Now, no-one goes on a smarm offensive quite like Michael Gove. His speeches are, in a twist on the John Lewis slogan, never knowingly understated. But looking back from a political age in which we crave leadership – any leadership, dammit – we can see the way Mr Gove recognised how lucky our children and young were in the leaders they had. And still have.
Yet here are the very same leaders getting lectures from Mr Gibb on banning mobile phones.
Mobile phone use in schools
This week I visited three schools: a boys’ grammar, a girls’ high school and a community school. In one day, I saw hundreds of young people, aged 11-18, and what they did is what they do in most of the schools and colleges I visit – they made eye contact, smiled, said ‘Hello’ to a person they didn’t know and treated me with courtesy and charm.

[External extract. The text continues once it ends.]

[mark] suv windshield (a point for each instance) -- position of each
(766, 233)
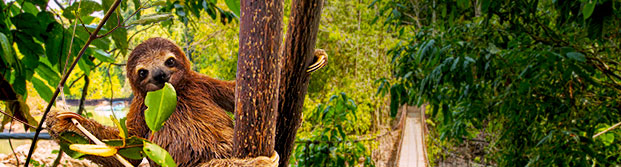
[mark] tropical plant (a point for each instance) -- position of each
(543, 74)
(330, 143)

And, over the course of four or five hours, I didn’t see one using a mobile ‘phone.
Now, this wasn’t because a politician had mandated it. I’ll bet that pretty much every child had a ‘phone in their pocket or in their schoolbag – and I’ll bet that many parents will be relieved that they do. If they need to catch their child on the way home, if there’s an emergency or if a quick reminder is needed to pick up some milk on the way home, then a text message does the job.

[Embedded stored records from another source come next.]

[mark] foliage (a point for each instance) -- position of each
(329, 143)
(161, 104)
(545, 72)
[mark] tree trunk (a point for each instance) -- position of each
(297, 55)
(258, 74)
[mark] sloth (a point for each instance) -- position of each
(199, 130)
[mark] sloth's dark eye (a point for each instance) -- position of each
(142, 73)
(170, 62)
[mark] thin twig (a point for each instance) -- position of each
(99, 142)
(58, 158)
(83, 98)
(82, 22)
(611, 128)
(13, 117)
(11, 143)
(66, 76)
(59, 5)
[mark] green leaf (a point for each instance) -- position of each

I doubt that there will be any school that does not have a policy on mobile phone use. It will have been carefully thought-out and calibrated, based on its professional judgement about what works best in their context.
Phones in the classroom
I know that many schools will look at ways of utilising this technology. They will have simple systems to legitimise young people using their phones in lessons to research, record, photograph and learn. All of this will be under the direction of their teacher, who will regard a smartphone as a helpful pedagogical tool rather than a form of technological contraband to be hunted down and confiscated.
So, I hope we’ll soon reach the day when politicians have the confidence to eschew easy headlines on peripheral issues like banning phones. After all, there’s plenty that the ministerial team could be doing at the Department for Education. They could prepare their case to the treasury to tackle the funding crisis that is undermining all the good intentions of the social mobility initiative. They could focus relentlessly on implementing the best bits of the new strategy for recruitment and retention. They could dismantle the parts of our overbearing accountability system that are undermining children’s mental health and leading too many teachers and leaders to avoid working in the very schools and communities that need them most.
Leadership, as we all know, is doing the right things. But it’s also knowing what not to do, what not to say and when not to say it – and, if you’re reading this on your smartphone, thank you. You’re here in the real world.